Wiggins beschloss, zum Anlass ihres Besuches zu kommen. »Herr Bernstein, ich hatte Ihnen ja bereits am Telefon erzählt, dass in der letzten Nacht ein Mann mit einer Armbrust getötet wurde. Wir verstehen überhaupt nichts von derartigen Waffen. Sie können uns da bestimmt ein bisschen auf die Sprünge helfen.«

»Erst mal mache ich uns einen Tee. Den kann man bei diesem Wetter doch immer gut gebrauchen.« Er verschwand in einer kleinen Küche, die sich hinter der Theke befand.

Kroll und Wiggins nutzten seine Abwesenheit, um sich ein wenig umzusehen. An den Wänden hingen zahlreiche Fotos von den einzelnen Mannschaften und verschiedenen Siegerehrungen. Auf den Fensterbänken und in der extra angefertigten Vitrine standen unzählige Pokale. Neben der Vitrine hing ein Foto, auf dem Leipzigs Oberbürgermeister Dieter Bernstein freudig in die Kamera lächelnd einen Scheck über 200 Euro überreichte.

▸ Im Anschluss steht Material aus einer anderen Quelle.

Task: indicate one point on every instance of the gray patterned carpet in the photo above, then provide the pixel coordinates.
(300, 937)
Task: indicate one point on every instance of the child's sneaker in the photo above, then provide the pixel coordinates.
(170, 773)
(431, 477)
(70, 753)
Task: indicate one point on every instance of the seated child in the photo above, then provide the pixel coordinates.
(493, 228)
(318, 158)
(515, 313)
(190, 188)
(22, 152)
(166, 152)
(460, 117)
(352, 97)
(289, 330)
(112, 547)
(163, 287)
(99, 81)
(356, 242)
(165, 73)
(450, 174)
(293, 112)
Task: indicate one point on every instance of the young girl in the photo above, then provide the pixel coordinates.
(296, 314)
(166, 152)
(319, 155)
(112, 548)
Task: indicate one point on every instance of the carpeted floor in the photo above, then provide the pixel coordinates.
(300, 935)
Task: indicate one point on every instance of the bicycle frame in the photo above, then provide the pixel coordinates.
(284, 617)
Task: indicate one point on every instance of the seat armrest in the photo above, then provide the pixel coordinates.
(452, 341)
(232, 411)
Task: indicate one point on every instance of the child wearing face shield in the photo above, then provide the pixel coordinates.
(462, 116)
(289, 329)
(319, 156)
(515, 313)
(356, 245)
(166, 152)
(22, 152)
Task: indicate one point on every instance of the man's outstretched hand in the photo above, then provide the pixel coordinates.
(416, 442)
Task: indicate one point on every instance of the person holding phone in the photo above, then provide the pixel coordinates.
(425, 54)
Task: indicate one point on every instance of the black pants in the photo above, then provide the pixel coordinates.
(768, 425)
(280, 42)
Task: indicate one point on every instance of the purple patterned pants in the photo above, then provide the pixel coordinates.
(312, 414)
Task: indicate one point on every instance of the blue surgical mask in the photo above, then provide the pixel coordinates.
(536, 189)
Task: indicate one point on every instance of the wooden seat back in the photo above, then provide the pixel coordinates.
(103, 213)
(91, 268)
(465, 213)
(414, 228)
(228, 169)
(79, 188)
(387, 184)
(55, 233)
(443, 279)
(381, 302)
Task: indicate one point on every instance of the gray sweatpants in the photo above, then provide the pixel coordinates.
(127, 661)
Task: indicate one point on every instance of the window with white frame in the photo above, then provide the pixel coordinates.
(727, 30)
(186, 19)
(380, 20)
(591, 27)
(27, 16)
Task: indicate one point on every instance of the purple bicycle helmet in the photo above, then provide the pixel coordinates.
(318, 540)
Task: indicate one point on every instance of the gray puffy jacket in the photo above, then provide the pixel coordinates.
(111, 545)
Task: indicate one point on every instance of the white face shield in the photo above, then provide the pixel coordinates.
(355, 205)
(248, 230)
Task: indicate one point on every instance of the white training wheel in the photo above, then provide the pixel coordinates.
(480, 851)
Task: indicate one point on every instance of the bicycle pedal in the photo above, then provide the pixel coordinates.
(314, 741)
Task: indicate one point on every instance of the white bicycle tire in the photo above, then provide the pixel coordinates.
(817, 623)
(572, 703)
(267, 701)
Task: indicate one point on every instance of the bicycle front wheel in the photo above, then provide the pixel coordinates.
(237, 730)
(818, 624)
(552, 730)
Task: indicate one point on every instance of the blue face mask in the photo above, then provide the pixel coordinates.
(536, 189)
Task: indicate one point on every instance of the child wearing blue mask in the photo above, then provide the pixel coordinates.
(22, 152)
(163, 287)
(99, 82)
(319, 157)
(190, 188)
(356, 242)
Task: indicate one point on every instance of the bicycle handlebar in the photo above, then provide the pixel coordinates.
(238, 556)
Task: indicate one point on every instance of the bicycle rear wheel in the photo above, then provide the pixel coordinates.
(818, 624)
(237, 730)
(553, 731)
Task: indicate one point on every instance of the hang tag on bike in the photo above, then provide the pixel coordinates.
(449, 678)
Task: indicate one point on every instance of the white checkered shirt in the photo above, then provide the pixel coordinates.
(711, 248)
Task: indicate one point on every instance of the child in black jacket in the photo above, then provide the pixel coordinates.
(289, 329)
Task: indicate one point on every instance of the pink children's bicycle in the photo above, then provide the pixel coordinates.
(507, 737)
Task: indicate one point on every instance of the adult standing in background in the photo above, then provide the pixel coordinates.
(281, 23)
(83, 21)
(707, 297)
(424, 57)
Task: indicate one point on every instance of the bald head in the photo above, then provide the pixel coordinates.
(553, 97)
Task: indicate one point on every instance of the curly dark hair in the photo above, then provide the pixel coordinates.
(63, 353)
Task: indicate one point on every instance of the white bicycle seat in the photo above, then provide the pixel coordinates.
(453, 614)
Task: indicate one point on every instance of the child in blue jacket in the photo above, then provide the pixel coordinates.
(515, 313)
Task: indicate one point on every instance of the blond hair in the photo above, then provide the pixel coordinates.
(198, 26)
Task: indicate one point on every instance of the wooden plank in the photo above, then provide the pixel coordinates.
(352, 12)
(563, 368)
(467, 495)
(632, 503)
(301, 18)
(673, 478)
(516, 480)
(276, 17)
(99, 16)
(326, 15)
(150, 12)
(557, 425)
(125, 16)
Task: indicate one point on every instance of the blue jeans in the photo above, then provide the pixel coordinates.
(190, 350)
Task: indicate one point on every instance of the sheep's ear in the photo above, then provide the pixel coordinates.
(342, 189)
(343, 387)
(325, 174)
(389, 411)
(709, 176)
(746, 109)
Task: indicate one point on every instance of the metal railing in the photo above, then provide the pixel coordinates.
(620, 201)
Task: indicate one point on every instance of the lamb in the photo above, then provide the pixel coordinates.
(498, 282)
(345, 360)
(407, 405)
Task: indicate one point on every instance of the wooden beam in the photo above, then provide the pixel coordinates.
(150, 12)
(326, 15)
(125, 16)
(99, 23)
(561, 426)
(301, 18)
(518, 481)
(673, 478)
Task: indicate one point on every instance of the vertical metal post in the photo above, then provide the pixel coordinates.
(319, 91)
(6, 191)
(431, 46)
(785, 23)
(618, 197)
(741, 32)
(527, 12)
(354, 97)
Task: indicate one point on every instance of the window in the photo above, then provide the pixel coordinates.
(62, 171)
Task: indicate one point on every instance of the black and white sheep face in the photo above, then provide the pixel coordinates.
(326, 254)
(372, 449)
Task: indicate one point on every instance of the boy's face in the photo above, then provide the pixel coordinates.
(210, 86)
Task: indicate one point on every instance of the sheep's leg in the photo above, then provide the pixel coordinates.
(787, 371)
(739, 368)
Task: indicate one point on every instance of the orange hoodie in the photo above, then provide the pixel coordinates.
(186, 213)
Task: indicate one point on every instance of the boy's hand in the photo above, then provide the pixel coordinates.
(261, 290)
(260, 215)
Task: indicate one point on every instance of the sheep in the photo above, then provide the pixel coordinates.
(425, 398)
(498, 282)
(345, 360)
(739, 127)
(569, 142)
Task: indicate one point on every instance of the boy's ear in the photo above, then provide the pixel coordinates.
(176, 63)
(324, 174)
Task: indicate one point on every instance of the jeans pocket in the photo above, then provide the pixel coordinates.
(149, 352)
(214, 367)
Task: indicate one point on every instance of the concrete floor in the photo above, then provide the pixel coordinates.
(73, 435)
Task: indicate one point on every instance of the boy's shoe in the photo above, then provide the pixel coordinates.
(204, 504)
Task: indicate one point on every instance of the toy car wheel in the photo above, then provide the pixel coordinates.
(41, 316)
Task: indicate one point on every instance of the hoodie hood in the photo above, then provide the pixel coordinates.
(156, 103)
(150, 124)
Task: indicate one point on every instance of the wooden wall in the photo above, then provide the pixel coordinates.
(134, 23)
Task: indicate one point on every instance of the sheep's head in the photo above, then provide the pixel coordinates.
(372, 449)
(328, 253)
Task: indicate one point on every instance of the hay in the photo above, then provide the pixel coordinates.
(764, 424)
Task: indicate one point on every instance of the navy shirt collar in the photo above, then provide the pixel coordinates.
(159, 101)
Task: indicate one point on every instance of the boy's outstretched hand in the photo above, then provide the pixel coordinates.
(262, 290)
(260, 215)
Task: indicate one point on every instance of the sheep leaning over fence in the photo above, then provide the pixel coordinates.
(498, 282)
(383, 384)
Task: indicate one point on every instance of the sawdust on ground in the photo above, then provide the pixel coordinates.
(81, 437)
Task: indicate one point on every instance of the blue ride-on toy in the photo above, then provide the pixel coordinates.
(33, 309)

Nicht gerade eine üppige Summe für so eine reiche Stadt wie Leipzig, aber es war ja wirklich kein Geheimnis, dass sich die Stadtverwaltung nicht ernsthaft für den lokalen Sport interessierte. Vermutlich war dies eine Anerkennung für die Integration der behinderten Sportler.

Der Präsident kam mit einem Tablett zurück, auf dem sich drei große Teetassen befanden. Er stellte sie auf einem Tisch ab und setzte sich mit einer einladenden Geste hin. »Was wollen sie denn von mir wissen?«

»Alles«, lächelte Kroll. »Fangen wir einmal vorne an: Was gibt es denn für verschiedene Modelle von Armbrüsten, und aus welcher Entfernung kann man damit schießen?«

»Oh je!«, stöhnte Bernstein. »Gehen sie doch mal nur so zum Spaß ins Internet. Von Modellen werden sie da quasi erschlagen. Aber ich versuche, die Sache einmal einzugrenzen. Wir im Verein schießen hier aus 10, 30, 50 und 70 Metern Entfernung. Aus der Zehnmeterdistanz wird auf die gleichen Zielscheiben geschossen, wie man sie auch beim Luftgewehrschießen verwendet. Das sind also ziemlich kleine und leichte Pfeile. Ich kann mir nicht vorstellen, dass man mit diesen Dingern jemanden umbringen kann.«

Kroll legte eine durchsichtige Plastiktüte auf den Tisch, in der sich der Pfeil befand, den man aus Professor Kramers Körper entfernt hatte. »Wir suchen eher so etwas hier.«

Bernstein betrachtet das Corpus Delicti aufmerksam. »Das ist schon etwas Größeres. Damit schießt man bei Wettkämpfen von 30 aufwärts. Wir haben dann die gleichen Zielscheiben wie die Bogenschützen.«

»Lässt sich der Pfeil einem bestimmten Modell zuordnen?«, wollte Wiggins wissen.